Reality check: the SF Transportation Fact Sheet
MTA's Transportation Fact Sheet is an annual reality-check that shows who actually uses the streets of San Francisco. The latest Fact Sheet, published last month and posted on MTA's website, tells us that there were 461,797 registered motor vehicles in San Francisco in 2008, a number they get from the DMV's website.
Since the city is an important job center for the Bay Area and Northern California, there are 35,400 additional vehicles driving into SF every day over the Bay Bridge, the Golden Gate Bridge, and from San Mateo County.
How SF residents get to work based on the US Census: 38.4% drive alone; 8.4% carpool; 31.9% take public transportation; 1.8% take taxis, a motorcycle or "other," whatever that means; 2.7% walk to work; 7.5% work at home; and only 2.7% ride bikes to work, which is up only .6% from 2.1% in 2000.
According to the city's Convention and Visitors Bureau, 16.4 million people visited San Francisco last year.
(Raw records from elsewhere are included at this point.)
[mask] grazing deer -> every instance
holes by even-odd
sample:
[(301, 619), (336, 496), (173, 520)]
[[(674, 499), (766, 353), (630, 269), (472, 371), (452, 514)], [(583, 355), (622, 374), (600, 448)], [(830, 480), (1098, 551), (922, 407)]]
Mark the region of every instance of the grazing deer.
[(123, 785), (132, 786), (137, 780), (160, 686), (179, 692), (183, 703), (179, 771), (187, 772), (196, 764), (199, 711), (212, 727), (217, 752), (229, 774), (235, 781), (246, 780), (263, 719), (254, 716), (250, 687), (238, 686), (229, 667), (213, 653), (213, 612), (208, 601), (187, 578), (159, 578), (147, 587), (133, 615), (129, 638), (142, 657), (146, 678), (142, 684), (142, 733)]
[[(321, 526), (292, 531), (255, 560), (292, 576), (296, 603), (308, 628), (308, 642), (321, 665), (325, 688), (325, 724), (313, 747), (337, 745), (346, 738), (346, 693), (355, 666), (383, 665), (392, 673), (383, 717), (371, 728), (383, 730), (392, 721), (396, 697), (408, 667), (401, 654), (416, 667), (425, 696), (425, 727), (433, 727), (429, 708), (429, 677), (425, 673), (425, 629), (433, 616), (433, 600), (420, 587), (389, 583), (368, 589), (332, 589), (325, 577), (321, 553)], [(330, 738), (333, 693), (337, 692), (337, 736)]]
There are no numbers on how many of these people drove to the city, but it's safe to assume most of them either drove their own cars or rented cars at the region's airports. The CVB did a survey of hotel guests in the city and found that 25.8% of them rented a car in SF, which puts more than a million rental cars on our streets driven by hotel guests alone (there were 4.74 million hotel guests in SF last year).
There are 1,021 Muni vehicles and 1500 taxis on city streets.
Which makes it nutty for the city to take away traffic lanes on our busy streets to make bike lanes for 2.7% of city commuters.